You experiment on the users you have, not the one you would like to have. But those experiments themselves change the users you have, often in ways that are unmeasurable.

When we talk about “hill-climbing”, or “optimization”, we should keep these facts in mind. We are optimizing on a particular population, and that population itself (and the way it behaves) is constantly changing, in some cases because of the changes we make to the product, but in other cases because of exogenous factors. We should not expect the same experiment with the same treatment, repeated at different points in time, to return the same results — whether that is the treatment effect, the mean and variance of the metric for the control cell, the number of exposures, or anything else. This is not just because of “seasonality” or holiday effects. It is because the population being experimented on, and their behaviors, are constantly changing, both in ways we’ve influenced and in ways we haven’t.

The importance of re-running experiments

I remember being interviewed a few years ago and asked, “what would you do in your first week on the job?” I responded with something like “read through all the past experiments you’ve run, and past analyses you’ve conducted.” I believe in learning from the successes of the past, and not repeating its failures.

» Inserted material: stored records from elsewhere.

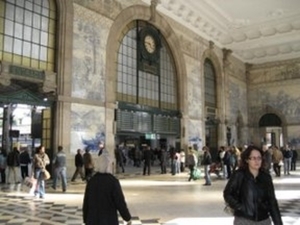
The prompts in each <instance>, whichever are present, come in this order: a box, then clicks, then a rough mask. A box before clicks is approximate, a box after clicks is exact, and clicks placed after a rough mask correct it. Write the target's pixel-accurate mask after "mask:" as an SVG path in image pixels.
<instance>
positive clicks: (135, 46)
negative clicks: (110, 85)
mask: <svg viewBox="0 0 300 225" xmlns="http://www.w3.org/2000/svg"><path fill="white" fill-rule="evenodd" d="M148 26H149V25H148V24H146V23H145V22H143V21H136V22H133V23H131V24H130V25H129V27H130V28H129V29H128V30H127V32H126V33H125V35H124V37H123V38H122V39H121V43H120V48H119V52H118V69H117V70H118V71H117V81H116V83H117V88H116V92H117V93H116V96H117V101H120V102H127V103H133V104H140V105H145V106H150V107H155V108H160V109H167V110H178V103H177V85H178V84H177V77H176V71H175V66H174V61H173V58H172V55H171V52H170V50H169V48H168V45H167V42H166V41H165V39H164V38H163V37H162V36H161V35H160V34H159V31H157V30H156V29H155V28H153V27H151V29H152V30H154V32H155V33H156V32H157V34H158V35H157V37H158V38H159V42H160V45H159V46H156V47H157V48H158V49H157V51H159V52H157V54H156V55H155V54H153V56H155V57H154V58H153V62H151V61H150V62H144V61H143V59H141V57H140V55H139V51H141V49H140V48H141V47H140V45H141V44H143V43H140V42H139V39H138V37H139V33H140V32H141V30H142V29H144V28H145V27H148ZM151 51H152V50H150V52H151ZM149 54H150V56H151V53H149Z"/></svg>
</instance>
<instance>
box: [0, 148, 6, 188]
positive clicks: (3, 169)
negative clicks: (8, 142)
mask: <svg viewBox="0 0 300 225" xmlns="http://www.w3.org/2000/svg"><path fill="white" fill-rule="evenodd" d="M6 164H7V161H6V154H5V151H3V150H2V149H0V175H1V184H5V181H6V176H5V169H6Z"/></svg>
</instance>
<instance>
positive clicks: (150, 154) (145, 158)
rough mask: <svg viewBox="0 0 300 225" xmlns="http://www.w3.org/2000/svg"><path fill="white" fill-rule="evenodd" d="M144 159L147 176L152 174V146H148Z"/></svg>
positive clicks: (145, 149)
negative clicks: (146, 171)
mask: <svg viewBox="0 0 300 225" xmlns="http://www.w3.org/2000/svg"><path fill="white" fill-rule="evenodd" d="M143 159H144V168H143V175H146V170H147V174H148V175H150V173H151V159H152V152H151V149H150V146H147V147H146V149H145V150H144V153H143Z"/></svg>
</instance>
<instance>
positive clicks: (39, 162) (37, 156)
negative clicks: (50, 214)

Now, I’m not so sure. Some forgetfulness might not be a bad thing. The constant churn of organizational structure and personnel in tech might have the happy consequence of making us forget what we tried in the past, and therefore be willing to try it again. If the experiment’s audience and/or its behavior have changed in substantial ways since our last attempt, we might reverse our previous failures.

I’m being slightly facetious. But only slightly! There are strong reasons to re-run experiments again and again, especially after the product or the userbase has undergone massive changes. And re-running experiments can make sense whether the initial experiment was successful or not!

In the former case, we estimate a new treatment effect, and can do further analysis (like HTEs) to try to decompose that effect into its drivers. We might learn something about the importance of various changes (product, userbase, macroeconomic) that transpired between our last attempt and the current one. In some cases, we might even learn that what we had previously shipped is actually neutral, or even negative! Either our previous result was a false positive, or the test we’re running now is fundamentally different than the previous one, for the reasons described above.

In the latter case, of a previously failed experiment, we might be newly successful. Typically, though, re-running a previously failed experiment requires a strong rationale. This could be informed by the HTE-type analysis discussed above. (For example: “we expect users will respond differently to these in-product notifications, given the pricing and bundling changes we launched 2 months ago have changed the userbase in X and Y ways”)

Concluding remarks

What I’ve discussed might strike you as unsatisfactory. Is the knowledge gained from A/B testing largely unstable and contingent? Do we need to run, and re-run, tests constantly? Can’t we learn something once and be done with it?

There is obviously a compromise to be made between trying out new ideas and re-assessing old ones. But, at least at the companies I’ve worked at, that balance is tipped too strongly towards the former and away from the latter.

Of course, re-running past experiments and analyzing them takes time, particularly if advanced techniques, like HTEs, are not part of the experimentation platform. Data scientists’ time is precious, and we already have too much to do. But the risk of not re-running experiments is also great: the danger is that you’ve climbed a hill that no longer exists.